In this context, issues of the design of new interfaces and the principles of decision-making in organizations arise. Most examples can be found in the manufacturing sector, but also shows more and more organizational shifts by these technologies, where the processes of communication are defining principles of decision flows. The definition of work organization implies the definition of tasks to be accomplished by humans with more or less autonomy, using tools and intelligent equipment. Approaches to HRI should therefore be closely linked to approaches to organization models in industrial work systems. Due to the mutual relationship between humans and machines, the implementation of robots is a process that has important implications: Does information and communication become more formalized and the process becomes standardized or vice versa? Does it increase (or reduce) human creativity and the influence within HRI? Or that formalization happens just with robots and with HRI and not with the other agents in the working process? There are two major alternatives, depending on the chosen organizational model of work environments. In some (few) cases, highly qualified human operators can intervene in the production process and control it from a higher level of action. In other cases, low-skill operation only allows the process to be monitored; due to the few interaction possibilities, the human workplaces can become irrelevant. The different outcomes depend on the choice for a specific model of work organization [25,35,77,95].

5. Concluding Remarks: Humans Working with Robots

The development of a highly advanced manufacturing industry in Europe based on robotic systems is a clear political objective. In order to achieve higher productivity levels, companies should provide conditions for highly skilled workers to improve their working capacities and resources by using robotic systems, which allow for higher levels of competence and quality as well as simple, precise and intuitive modes of interaction. As highlighted in this article, new technical options offer new modes of HRI.
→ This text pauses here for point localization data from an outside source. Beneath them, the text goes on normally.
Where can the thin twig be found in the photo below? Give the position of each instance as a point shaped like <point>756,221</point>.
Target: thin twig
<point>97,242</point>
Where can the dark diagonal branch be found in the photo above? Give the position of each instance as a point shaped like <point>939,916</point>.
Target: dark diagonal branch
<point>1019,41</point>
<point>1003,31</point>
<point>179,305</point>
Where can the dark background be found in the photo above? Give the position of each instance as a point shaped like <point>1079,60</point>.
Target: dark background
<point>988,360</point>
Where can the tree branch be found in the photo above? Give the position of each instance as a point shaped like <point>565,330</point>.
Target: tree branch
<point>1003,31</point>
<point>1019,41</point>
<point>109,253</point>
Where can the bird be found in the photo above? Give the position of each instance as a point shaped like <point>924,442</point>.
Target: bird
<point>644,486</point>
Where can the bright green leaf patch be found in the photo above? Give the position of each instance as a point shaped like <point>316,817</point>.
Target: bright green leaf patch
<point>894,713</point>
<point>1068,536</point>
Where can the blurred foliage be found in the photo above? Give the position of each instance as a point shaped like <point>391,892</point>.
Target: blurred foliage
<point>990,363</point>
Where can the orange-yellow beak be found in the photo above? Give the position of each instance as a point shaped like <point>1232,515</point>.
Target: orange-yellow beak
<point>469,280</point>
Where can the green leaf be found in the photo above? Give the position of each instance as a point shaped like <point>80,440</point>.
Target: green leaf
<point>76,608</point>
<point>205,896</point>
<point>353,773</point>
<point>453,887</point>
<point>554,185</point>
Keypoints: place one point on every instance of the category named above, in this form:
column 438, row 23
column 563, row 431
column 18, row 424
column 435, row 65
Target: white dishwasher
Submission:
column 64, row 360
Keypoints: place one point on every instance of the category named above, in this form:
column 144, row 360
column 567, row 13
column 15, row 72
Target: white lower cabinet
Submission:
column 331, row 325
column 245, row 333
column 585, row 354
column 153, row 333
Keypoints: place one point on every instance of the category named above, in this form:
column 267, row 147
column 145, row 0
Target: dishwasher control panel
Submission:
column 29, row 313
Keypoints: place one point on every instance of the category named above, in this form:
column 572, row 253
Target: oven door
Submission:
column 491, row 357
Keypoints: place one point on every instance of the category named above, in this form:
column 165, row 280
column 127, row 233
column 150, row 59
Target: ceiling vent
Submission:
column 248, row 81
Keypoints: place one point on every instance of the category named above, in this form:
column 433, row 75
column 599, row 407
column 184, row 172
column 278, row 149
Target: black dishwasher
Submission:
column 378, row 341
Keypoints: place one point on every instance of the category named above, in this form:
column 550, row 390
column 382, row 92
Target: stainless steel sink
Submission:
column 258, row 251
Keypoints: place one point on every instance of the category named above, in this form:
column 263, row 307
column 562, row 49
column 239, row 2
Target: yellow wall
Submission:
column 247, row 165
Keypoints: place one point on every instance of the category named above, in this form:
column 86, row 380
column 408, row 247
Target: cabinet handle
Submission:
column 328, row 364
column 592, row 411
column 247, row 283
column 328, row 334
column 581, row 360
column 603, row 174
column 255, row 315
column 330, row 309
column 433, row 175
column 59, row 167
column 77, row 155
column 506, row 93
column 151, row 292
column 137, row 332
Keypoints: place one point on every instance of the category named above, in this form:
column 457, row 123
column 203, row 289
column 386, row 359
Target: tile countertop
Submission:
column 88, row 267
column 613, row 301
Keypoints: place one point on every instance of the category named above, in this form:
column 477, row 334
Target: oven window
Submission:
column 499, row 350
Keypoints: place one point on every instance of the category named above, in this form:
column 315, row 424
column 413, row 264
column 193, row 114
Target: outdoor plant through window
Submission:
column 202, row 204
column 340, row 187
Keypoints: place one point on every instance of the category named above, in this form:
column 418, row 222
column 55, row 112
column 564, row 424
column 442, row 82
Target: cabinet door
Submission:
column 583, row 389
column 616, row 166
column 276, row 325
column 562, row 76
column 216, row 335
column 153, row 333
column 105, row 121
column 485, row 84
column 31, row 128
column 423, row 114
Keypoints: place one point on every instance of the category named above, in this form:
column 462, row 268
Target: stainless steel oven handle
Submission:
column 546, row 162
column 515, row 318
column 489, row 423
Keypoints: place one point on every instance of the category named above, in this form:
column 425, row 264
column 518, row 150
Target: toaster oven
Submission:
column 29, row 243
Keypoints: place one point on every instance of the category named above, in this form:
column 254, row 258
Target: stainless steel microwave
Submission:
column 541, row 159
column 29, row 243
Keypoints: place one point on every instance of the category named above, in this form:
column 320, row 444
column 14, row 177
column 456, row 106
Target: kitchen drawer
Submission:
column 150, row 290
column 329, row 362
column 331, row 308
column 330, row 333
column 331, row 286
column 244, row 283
Technological developments in the manufacturing industry receive new input from research in sectors such as services, logistics or health. Automation models from manufacturing, on the other hand, are transferred to other sectors (food production, agriculture, health, and mining). In general, it can be said that industrial organization models are also applied to services. Research questions should therefore be considered in the respective work contexts. Here, it is interesting to know what kind of research and development has been done on the integration of robot systems in complex work organization models. Most manufacturing companies using several types of CNC machine tools, conveyors, automated warehouses, sensors and robots have specific problems of interaction to cope with. The systems of communication between the equipment units always present operational problems, but the integration of humans in such systems is particularly difficult. System integrators usually do not reflect on and develop socio-technical concepts of working environments. At most, they seem to consider the adaptation of humans to the machines: human operators need to have appropriate conditions to perform their tasks (training, experience, and skills as well as additional social competences to be integrated into working teams and to perform their tasks in the automated environment.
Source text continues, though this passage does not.